Spattered in mud and famished after a 20-mile slog around the Yorkshire Dales, the journey to our hotel seemed to last forever.
But it was worth the wait – even when we arrived later still... after I mistakenly drove us to the wrong hotel.
Devonshire Hotels and Restaurants, owned by Chatsworth’s Duke and Duchess of Devonshire, has two hotels close by – The Devonshire Arms at Bolton Abbey and The Devonshire Fell, a few miles further up Wharfedale, at Burnsall.
The pretty village of Burnsall is set around a bridge over the river, with the hotel slightly uphill and having a stunning view across the valley, dry stone walls and sheep to the fells beyond.
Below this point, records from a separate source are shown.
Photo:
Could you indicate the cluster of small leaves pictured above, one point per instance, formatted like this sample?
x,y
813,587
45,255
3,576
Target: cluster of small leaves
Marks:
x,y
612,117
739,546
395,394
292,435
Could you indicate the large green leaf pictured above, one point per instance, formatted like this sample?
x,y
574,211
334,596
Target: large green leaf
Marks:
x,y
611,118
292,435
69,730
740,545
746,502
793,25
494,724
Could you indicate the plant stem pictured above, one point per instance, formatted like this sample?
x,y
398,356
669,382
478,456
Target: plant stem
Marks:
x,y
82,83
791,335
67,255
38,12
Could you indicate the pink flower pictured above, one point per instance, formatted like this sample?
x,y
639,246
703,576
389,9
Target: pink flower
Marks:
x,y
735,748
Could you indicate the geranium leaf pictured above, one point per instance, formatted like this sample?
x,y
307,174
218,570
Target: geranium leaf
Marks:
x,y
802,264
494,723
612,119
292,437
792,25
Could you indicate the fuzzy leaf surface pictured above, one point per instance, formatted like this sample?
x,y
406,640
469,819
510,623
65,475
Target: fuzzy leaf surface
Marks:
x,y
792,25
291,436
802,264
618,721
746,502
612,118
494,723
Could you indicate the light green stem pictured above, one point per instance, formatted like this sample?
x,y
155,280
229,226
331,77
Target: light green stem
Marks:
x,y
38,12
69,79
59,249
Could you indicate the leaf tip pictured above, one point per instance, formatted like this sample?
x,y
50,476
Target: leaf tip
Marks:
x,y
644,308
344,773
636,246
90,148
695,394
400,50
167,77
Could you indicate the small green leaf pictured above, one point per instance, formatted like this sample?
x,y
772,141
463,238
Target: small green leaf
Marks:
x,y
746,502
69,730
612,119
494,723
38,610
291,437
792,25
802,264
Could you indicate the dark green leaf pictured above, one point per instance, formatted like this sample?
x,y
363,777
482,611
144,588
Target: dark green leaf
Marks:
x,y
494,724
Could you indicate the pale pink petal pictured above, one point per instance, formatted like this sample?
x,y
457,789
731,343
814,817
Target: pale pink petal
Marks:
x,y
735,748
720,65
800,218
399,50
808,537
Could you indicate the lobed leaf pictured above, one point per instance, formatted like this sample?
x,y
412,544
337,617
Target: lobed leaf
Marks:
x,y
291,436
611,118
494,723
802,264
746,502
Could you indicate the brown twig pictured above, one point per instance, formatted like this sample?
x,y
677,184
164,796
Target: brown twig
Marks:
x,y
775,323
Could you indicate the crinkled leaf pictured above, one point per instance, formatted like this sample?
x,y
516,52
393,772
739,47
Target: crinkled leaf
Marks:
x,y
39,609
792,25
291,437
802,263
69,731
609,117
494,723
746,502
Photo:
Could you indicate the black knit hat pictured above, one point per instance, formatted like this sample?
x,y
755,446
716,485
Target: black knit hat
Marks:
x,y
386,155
The Devonshire Fell has a cosy ambiance, with just 12 rooms; staff were friendly and welcoming, despite our slightly shambolic appearance.
We were soon revived with a powerful shower and coffee – which tasted even better as fresh milk is offered in all rooms, a small but welcome extra.
Rooms are generously-sized and comfortable, especially the two suites. All have been recently re-styled by the Duchess.
Ours, Threshfield, had two bathrooms, a lounge - which can double as a second bedroom for children – two walk-in wardrobes and had homely touches including a selection of books on the windowsill.
Heading downstairs, the decor has nods to old and new. The stairwell is lined with vintage Shell adverts from the 1930s, promoting the glamour of driving on the open road.
If you have time, guests are able to head down the road and use the Devonshire Health Barn at the Devonshire Arms.
Facilities include a pool, spa pool, sauna, steam room and beauty therapy treatments.
But, after our long day exploring Pen-y-Ghent and Ingleborough, food and beer were in order.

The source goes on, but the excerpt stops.